KPI Status Relationship Graph Revisited with LLMs

Introduction

Back in 2006, I developed an ambitious idea that, though ahead of its time, now poses exciting possibilities in our data-driven era. The concept was simple yet potent: to construct a graph mapping various elements (such as database columns and parameters) used in formulas across Key Performance Indicator (KPI) statuses. The aim was to explore and understand the interconnections between different KPI statuses by identifying common columns.

In those days, however, the tools required for such a concept, such as graph databases, graph visualization, and robust programming and query parsers, were either nascent or non-existent. Consequently, both off-the-shelf and in-house solutions proved insufficiently robust, prohibitively expensive, or difficult to use, preventing the idea from taking hold.

This situation wasn’t unique to my concept, as other complicated and/or large-scale graph-based ideas like the Semantic Web were also emerging around that time. But today, we find ourselves in a vastly different technological landscape. With advancements like Large Language Models (LLMs) such as GPT-4, we can now parse SQL expressions and other mathematical formulas in various programming and query languages, thus bringing the concept of a KPI Status Relationship Map (KSR) to life.

The KSR serves as a dynamic extension to a Knowledge Graph (KG). A KG is a comprehensive graph mapping real-world entities throughout an enterprise and beyond and their relationships. It is a potent way to visualize and trace complex connections. Imagine each KPI as a node in this graph, with relationships between nodes representing the mathematical connections outlined by their respective formulas. Indeed, for business intelligence teams that can see themselves as the caretakers of the “intelligence of a business”, an enterprise KG is the centralized brain.

I’ve recently written about other BI-based extensions to a Knowledge Graph:

  • Insight Space Graph – A graph capturing all common salient points that would be gleaned from a dataframe through common visualizations – such as bar graphs, line graphs, pie charts, scatter plots, etc.
  • KPI Cause and Effect Graph – This is very much related to what I’m proposing in this blog. The difference is that the Relationship Graph discussed in this blog relates KPIs at the low level of formula elements making up KPI status formulas, whereas the Cause and Effect Graph relates KPIs through the higher level of correlation of the KPI status values computed from those formulas over time. In other words, the former is. “How are the KPI status formulas related?”, and the latter, “Is there really a correlation between the KPI statuses?”

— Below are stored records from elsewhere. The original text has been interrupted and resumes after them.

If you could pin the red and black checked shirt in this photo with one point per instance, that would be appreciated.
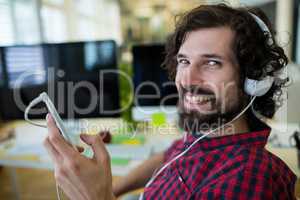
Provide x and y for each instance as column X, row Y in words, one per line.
column 230, row 167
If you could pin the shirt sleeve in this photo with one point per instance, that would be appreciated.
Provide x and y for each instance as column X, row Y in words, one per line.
column 250, row 185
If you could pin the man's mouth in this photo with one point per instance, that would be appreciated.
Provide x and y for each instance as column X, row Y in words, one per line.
column 198, row 101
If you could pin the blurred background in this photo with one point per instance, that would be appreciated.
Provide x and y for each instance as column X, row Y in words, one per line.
column 59, row 42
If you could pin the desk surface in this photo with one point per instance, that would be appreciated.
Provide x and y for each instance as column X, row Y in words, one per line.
column 160, row 141
column 15, row 153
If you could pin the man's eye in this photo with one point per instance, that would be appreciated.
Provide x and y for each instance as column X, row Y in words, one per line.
column 183, row 61
column 213, row 63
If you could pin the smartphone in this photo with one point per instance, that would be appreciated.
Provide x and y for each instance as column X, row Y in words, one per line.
column 58, row 121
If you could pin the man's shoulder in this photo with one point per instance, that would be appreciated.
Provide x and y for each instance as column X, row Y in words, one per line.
column 261, row 161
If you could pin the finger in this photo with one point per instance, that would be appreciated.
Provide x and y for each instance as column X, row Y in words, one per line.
column 80, row 149
column 57, row 140
column 52, row 151
column 100, row 152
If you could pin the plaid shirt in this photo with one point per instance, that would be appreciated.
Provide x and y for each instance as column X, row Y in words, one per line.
column 229, row 167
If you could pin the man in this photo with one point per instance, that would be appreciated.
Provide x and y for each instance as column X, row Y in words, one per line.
column 211, row 53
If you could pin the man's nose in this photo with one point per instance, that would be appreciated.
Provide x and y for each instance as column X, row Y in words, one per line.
column 191, row 76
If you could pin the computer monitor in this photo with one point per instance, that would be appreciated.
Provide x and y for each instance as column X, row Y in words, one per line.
column 154, row 91
column 82, row 60
column 91, row 68
column 81, row 63
column 24, row 65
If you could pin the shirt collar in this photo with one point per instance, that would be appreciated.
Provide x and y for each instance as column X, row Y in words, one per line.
column 256, row 138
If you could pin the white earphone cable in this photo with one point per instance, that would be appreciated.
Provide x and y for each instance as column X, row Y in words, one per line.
column 200, row 138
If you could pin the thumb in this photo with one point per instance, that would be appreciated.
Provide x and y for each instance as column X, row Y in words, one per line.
column 100, row 152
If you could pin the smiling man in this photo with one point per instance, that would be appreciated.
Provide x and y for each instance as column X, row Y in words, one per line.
column 213, row 52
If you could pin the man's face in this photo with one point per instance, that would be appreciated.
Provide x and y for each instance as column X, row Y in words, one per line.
column 208, row 79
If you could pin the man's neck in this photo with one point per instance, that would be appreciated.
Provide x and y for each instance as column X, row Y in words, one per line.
column 238, row 126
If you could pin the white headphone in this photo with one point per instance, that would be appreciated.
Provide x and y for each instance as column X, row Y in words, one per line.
column 252, row 87
column 259, row 87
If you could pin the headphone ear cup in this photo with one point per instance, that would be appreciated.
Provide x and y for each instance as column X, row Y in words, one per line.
column 258, row 87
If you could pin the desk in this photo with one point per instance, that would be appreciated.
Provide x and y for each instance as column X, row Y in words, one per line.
column 12, row 163
column 38, row 160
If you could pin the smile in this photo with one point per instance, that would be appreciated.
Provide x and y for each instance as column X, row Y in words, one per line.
column 198, row 99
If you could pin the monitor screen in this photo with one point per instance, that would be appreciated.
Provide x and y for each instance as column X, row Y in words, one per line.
column 80, row 60
column 24, row 65
column 151, row 82
column 81, row 82
column 81, row 92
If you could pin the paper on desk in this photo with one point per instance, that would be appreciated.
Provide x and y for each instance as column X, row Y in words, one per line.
column 29, row 141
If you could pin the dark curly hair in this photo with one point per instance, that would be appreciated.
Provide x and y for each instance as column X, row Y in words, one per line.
column 256, row 57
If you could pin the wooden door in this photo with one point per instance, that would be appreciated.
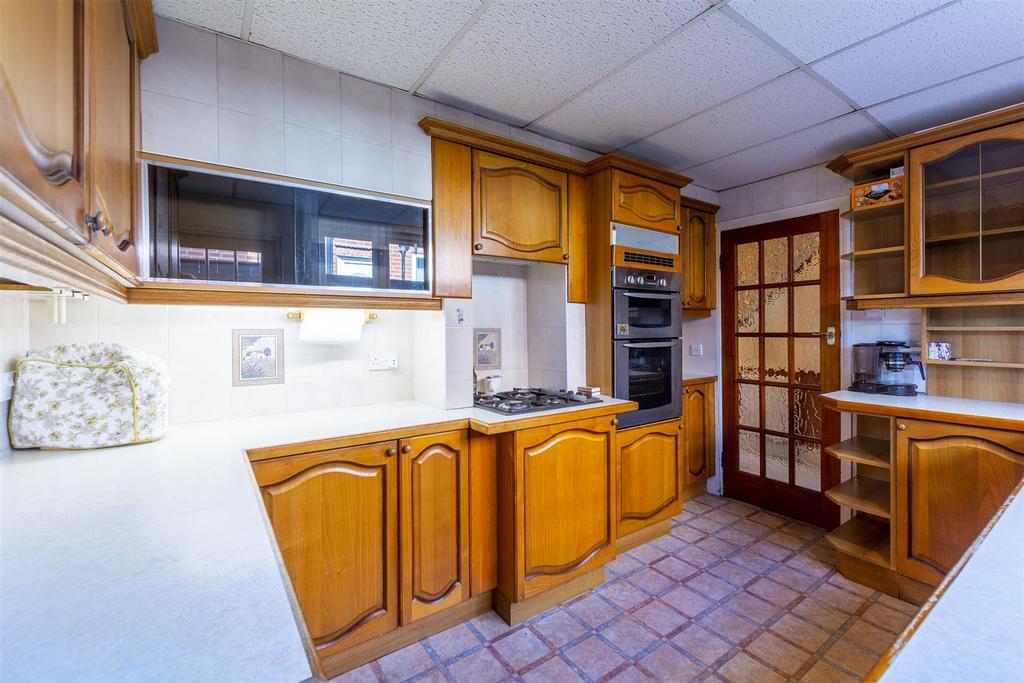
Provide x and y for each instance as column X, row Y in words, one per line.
column 520, row 210
column 567, row 502
column 41, row 91
column 112, row 129
column 640, row 201
column 698, row 432
column 649, row 474
column 698, row 260
column 434, row 508
column 950, row 479
column 335, row 515
column 779, row 300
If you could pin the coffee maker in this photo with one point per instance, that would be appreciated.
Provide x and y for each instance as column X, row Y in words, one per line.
column 877, row 368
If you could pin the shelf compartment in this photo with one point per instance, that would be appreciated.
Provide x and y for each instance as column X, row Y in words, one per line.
column 862, row 494
column 863, row 538
column 863, row 450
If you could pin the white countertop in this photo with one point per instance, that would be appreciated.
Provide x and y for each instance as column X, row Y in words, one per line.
column 975, row 631
column 155, row 561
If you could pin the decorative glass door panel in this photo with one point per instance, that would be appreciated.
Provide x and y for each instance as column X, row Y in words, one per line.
column 780, row 290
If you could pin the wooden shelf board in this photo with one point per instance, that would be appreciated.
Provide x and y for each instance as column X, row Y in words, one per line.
column 864, row 450
column 863, row 538
column 862, row 494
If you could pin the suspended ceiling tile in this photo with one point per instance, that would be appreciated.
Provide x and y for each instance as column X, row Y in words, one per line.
column 954, row 41
column 812, row 29
column 967, row 96
column 544, row 51
column 223, row 15
column 712, row 59
column 387, row 42
column 791, row 102
column 800, row 150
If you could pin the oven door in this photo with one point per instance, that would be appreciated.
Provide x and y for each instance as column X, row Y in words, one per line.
column 646, row 314
column 649, row 374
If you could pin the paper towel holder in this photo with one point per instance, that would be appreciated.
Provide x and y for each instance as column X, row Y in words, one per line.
column 299, row 315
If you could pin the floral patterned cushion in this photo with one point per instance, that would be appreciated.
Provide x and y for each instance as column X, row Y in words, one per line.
column 88, row 396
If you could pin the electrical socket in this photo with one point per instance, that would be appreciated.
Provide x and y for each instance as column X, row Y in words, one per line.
column 385, row 360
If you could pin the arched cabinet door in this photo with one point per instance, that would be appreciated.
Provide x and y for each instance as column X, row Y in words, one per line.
column 950, row 480
column 434, row 523
column 334, row 514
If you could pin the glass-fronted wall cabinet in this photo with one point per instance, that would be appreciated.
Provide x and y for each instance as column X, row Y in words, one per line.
column 967, row 221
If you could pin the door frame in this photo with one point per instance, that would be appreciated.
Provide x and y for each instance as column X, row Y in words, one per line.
column 812, row 507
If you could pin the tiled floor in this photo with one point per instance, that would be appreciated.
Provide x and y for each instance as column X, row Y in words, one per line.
column 733, row 593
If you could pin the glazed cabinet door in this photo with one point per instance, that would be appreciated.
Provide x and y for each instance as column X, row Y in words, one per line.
column 566, row 506
column 698, row 431
column 434, row 538
column 698, row 260
column 335, row 515
column 950, row 479
column 967, row 213
column 649, row 467
column 520, row 210
column 41, row 91
column 642, row 202
column 110, row 161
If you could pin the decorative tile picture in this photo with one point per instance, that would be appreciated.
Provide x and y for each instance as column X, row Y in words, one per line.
column 487, row 348
column 258, row 356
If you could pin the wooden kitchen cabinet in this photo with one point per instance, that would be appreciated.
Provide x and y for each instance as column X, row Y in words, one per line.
column 650, row 477
column 644, row 202
column 698, row 261
column 698, row 432
column 434, row 535
column 949, row 481
column 335, row 515
column 520, row 210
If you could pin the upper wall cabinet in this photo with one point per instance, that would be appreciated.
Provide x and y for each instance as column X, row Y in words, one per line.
column 643, row 202
column 520, row 210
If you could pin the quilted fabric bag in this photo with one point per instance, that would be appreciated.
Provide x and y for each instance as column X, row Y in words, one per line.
column 88, row 396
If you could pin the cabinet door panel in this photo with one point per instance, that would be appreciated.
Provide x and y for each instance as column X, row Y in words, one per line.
column 950, row 481
column 434, row 523
column 649, row 476
column 642, row 202
column 520, row 210
column 335, row 518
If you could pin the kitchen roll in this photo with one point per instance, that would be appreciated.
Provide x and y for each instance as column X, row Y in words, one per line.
column 332, row 326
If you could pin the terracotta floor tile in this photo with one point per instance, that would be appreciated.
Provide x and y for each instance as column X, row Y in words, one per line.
column 851, row 656
column 743, row 669
column 728, row 625
column 805, row 634
column 629, row 635
column 686, row 601
column 668, row 664
column 701, row 643
column 558, row 628
column 780, row 654
column 594, row 657
column 481, row 667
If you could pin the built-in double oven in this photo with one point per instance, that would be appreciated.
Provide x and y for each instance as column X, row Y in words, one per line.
column 646, row 324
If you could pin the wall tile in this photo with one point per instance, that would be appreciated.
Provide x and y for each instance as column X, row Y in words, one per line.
column 312, row 96
column 366, row 111
column 179, row 127
column 312, row 154
column 251, row 141
column 185, row 66
column 366, row 165
column 250, row 79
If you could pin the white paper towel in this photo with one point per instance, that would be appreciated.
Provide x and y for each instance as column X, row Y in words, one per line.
column 332, row 326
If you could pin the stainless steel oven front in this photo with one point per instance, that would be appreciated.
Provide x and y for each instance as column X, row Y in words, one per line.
column 648, row 372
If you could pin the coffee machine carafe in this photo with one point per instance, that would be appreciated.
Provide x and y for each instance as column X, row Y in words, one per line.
column 878, row 368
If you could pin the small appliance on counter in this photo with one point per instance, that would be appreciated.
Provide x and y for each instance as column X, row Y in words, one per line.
column 877, row 368
column 530, row 400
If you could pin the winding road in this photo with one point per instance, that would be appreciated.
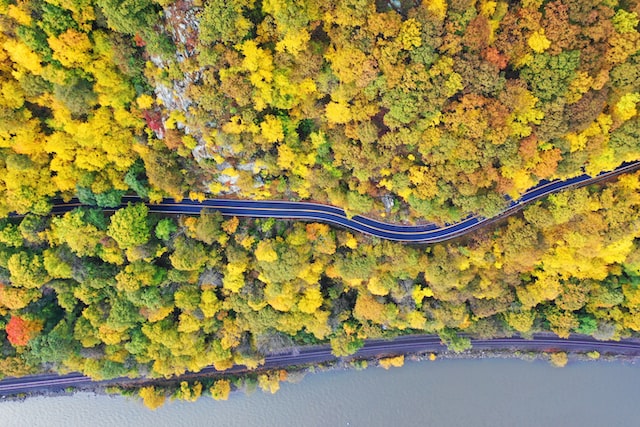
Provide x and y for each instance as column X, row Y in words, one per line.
column 411, row 344
column 426, row 233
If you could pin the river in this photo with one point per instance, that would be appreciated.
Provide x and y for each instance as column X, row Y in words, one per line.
column 489, row 392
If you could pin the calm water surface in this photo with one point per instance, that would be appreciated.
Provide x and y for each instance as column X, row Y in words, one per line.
column 442, row 393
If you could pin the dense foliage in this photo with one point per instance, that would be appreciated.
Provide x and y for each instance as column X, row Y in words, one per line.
column 136, row 293
column 412, row 110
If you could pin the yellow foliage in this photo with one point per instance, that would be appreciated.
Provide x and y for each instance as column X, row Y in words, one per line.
column 221, row 390
column 389, row 362
column 144, row 101
column 409, row 36
column 311, row 300
column 626, row 106
column 538, row 41
column 269, row 382
column 71, row 48
column 272, row 129
column 376, row 287
column 286, row 157
column 265, row 252
column 419, row 293
column 337, row 112
column 437, row 7
column 294, row 42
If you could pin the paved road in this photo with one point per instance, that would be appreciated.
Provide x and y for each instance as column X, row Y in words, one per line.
column 426, row 233
column 373, row 348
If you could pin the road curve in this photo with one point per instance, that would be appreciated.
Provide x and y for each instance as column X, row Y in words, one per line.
column 412, row 344
column 425, row 233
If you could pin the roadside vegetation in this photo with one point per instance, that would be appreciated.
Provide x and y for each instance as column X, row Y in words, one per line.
column 411, row 111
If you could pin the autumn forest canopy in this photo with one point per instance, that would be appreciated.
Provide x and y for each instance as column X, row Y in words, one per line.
column 403, row 110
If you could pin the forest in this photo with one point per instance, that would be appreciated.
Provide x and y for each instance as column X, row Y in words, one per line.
column 407, row 111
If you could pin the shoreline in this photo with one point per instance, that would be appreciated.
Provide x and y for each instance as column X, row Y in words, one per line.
column 297, row 373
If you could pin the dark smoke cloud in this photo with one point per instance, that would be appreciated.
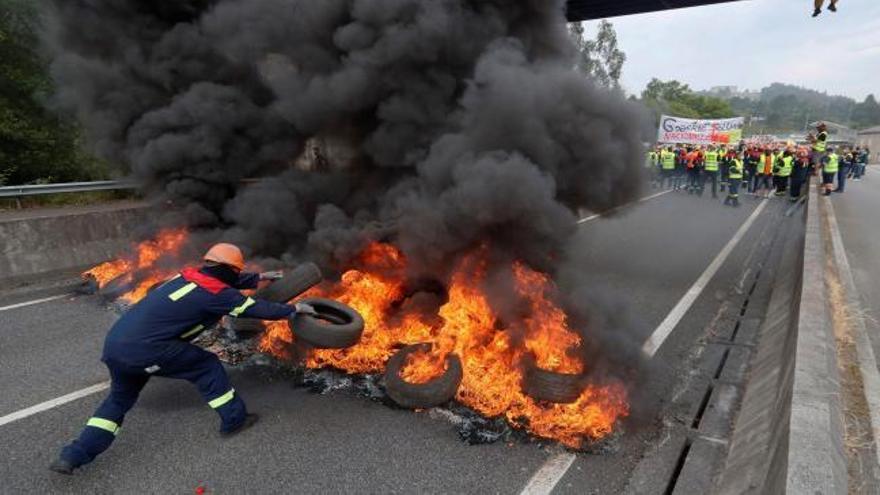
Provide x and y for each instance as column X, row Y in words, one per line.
column 465, row 119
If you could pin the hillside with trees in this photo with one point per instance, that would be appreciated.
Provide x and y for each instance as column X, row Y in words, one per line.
column 36, row 144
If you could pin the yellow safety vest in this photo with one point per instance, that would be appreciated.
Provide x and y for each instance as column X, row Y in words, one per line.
column 819, row 145
column 785, row 166
column 711, row 161
column 736, row 169
column 832, row 165
column 668, row 160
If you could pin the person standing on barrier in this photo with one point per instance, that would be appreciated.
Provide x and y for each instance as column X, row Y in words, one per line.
column 799, row 174
column 830, row 166
column 710, row 171
column 765, row 174
column 724, row 167
column 667, row 166
column 735, row 173
column 846, row 165
column 782, row 172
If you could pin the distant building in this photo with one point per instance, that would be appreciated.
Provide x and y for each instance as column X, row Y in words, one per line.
column 871, row 138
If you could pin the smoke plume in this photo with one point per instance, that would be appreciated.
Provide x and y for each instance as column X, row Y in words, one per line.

Enhancing this model’s appeal today is the ability of LLMs to infer potential relationships. For example, consider a column from a sales database named [FactSales].[SalesAmount] and another from a CRM system called [CustomerPurchase].[Amount]. Even without explicit linkage in any KPI formula, the LLM can suggest that these columns might represent similar or related data points. This hypothesis, accompanied by a probability estimate, can be incorporated into the graph, further enriching the insights it can offer.

However, before proceeding further, it’s important to note that as of this writing, AI isn’t yet fully capable of handling this effort autonomously. While AI can perform many tasks—like transforming from one programming language to another (for instance, SQL to Cypher or SQL to Python) and making inferences that might elude most humans—it still requires a human touch.

With that said, I realize it may seem like there’s no point to reading this further. However, AI is advancing so rapidly at the time of this writing that efforts that were indeed very tedious only a few years ago are at least in striking distance of feasibility today. The current state of “LLM prompting as code” is akin to a scenario where students of Michelangelo complete 99% of a painting, and the master himself adds the finishing touches – that last 1% which is the magic that bring Pinocchio to life.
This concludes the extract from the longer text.